Trust income can include an allocation of capital gains, if allowed under the governing instrument and local law. Such allocation may also be made in accordance with a discretionary power granted to the trustee by local law or the governing instrument, provided it is not prohibited by applicable law. These new changes provide substantial flexibility for trustees, but are also fraught with danger, uncertainty, and potential criticism. For example, if a trust has only a small amount of income available due to the investment strategy of the trust, what guidelines should a trustee utilize to be certain that an allocation or equitable adjustment is appropriate and beyond surcharge? The trustee must make the difficult decision to distribute capital gains or invade principal for the beneficiary’s benefit.

The final regulations provide guidance and examples of how to apply capital gains in the computation of distributable net income (DNI). DNI provides a computation for the amount of the distribution deduction available to trusts for distribution to the income beneficiaries. A simple trust distributes all its DNI and fiduciary income. The general rule provides that capital gains are not included in DNI and are not considered paid or distributed to any beneficiary. They are therefore taxed to the trust and not to the beneficiaries; however, capital gains may be included in DNI.

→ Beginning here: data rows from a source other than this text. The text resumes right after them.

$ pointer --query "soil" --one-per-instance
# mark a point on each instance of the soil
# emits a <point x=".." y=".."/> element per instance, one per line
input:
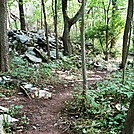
<point x="43" y="115"/>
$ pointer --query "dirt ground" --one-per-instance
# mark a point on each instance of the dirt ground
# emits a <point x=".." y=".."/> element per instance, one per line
<point x="43" y="115"/>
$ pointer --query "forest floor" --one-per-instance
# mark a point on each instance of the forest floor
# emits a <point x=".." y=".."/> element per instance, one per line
<point x="45" y="116"/>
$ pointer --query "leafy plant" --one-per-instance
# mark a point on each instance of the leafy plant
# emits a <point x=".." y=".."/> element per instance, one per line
<point x="105" y="106"/>
<point x="13" y="110"/>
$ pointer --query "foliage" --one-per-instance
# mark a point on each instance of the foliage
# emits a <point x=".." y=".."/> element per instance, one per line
<point x="13" y="110"/>
<point x="105" y="107"/>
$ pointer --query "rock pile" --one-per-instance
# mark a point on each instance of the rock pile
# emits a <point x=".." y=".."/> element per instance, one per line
<point x="32" y="45"/>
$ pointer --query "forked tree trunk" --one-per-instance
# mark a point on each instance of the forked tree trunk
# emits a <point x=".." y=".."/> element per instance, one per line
<point x="4" y="65"/>
<point x="68" y="22"/>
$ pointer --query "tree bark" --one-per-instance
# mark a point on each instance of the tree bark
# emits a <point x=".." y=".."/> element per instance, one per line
<point x="22" y="16"/>
<point x="126" y="33"/>
<point x="83" y="48"/>
<point x="129" y="124"/>
<point x="68" y="22"/>
<point x="46" y="28"/>
<point x="4" y="65"/>
<point x="55" y="26"/>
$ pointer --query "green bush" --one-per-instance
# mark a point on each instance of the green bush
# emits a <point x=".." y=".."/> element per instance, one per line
<point x="105" y="106"/>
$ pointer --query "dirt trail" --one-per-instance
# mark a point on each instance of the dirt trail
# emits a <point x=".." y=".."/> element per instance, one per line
<point x="44" y="114"/>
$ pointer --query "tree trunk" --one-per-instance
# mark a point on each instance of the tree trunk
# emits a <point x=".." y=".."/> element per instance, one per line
<point x="83" y="48"/>
<point x="4" y="65"/>
<point x="126" y="33"/>
<point x="55" y="27"/>
<point x="129" y="124"/>
<point x="46" y="29"/>
<point x="22" y="16"/>
<point x="68" y="22"/>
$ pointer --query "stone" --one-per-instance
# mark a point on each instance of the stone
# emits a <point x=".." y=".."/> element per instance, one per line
<point x="3" y="109"/>
<point x="33" y="58"/>
<point x="22" y="38"/>
<point x="43" y="94"/>
<point x="28" y="86"/>
<point x="7" y="118"/>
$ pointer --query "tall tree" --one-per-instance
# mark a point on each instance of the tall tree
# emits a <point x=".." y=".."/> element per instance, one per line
<point x="4" y="65"/>
<point x="126" y="36"/>
<point x="55" y="26"/>
<point x="22" y="16"/>
<point x="46" y="27"/>
<point x="68" y="22"/>
<point x="129" y="124"/>
<point x="82" y="29"/>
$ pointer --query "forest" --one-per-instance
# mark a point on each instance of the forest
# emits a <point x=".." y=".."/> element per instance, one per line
<point x="66" y="67"/>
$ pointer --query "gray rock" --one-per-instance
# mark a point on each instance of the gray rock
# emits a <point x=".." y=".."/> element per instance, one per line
<point x="43" y="94"/>
<point x="22" y="38"/>
<point x="33" y="58"/>
<point x="28" y="86"/>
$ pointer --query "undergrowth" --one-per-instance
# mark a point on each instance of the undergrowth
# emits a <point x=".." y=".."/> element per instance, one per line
<point x="105" y="106"/>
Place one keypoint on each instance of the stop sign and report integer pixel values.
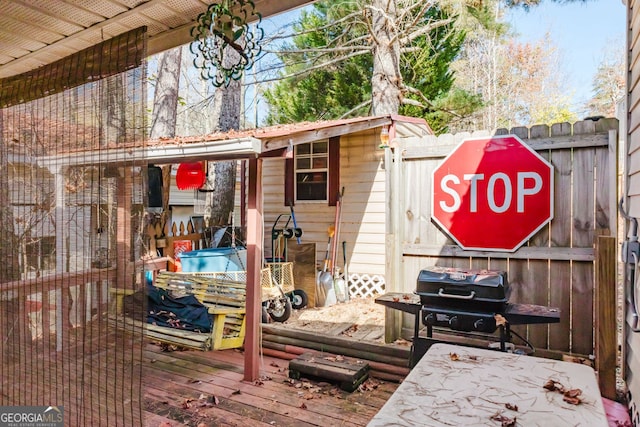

Example 11 of the Treasury Regulations shows the effect of a state unitrust statute on the allocation of capital gains between principal and DNI [section 1.643(a)-3]. The applicable state unitrust statute provides that a trustee may make an election to pay to an income beneficiary 4% of the fair market value of the trust’s assets in full satisfaction of that beneficiary’s right to income. If the trustee elects a 4% unitrust, the 4% shall be taken first from ordinary income, then from capital gains, and then from return of principal. Assume, for example, that a trust’s assets have a fair market value of $500,000. The trust receives $5,000 of ordinary income and $80,000 of capital gain. Under the unitrust method, the trustee distributes to the beneficiary $20,000 (4% of $500,000). Therefore, $15,000 of the capital gain is allocated to income pursuant to the ordering rule of the state statute, and is included in DNI.

The objective of providing a fair balance between income and remainder beneficiaries is not always easily attained, and the discretion exercised by the trustee may result in liability.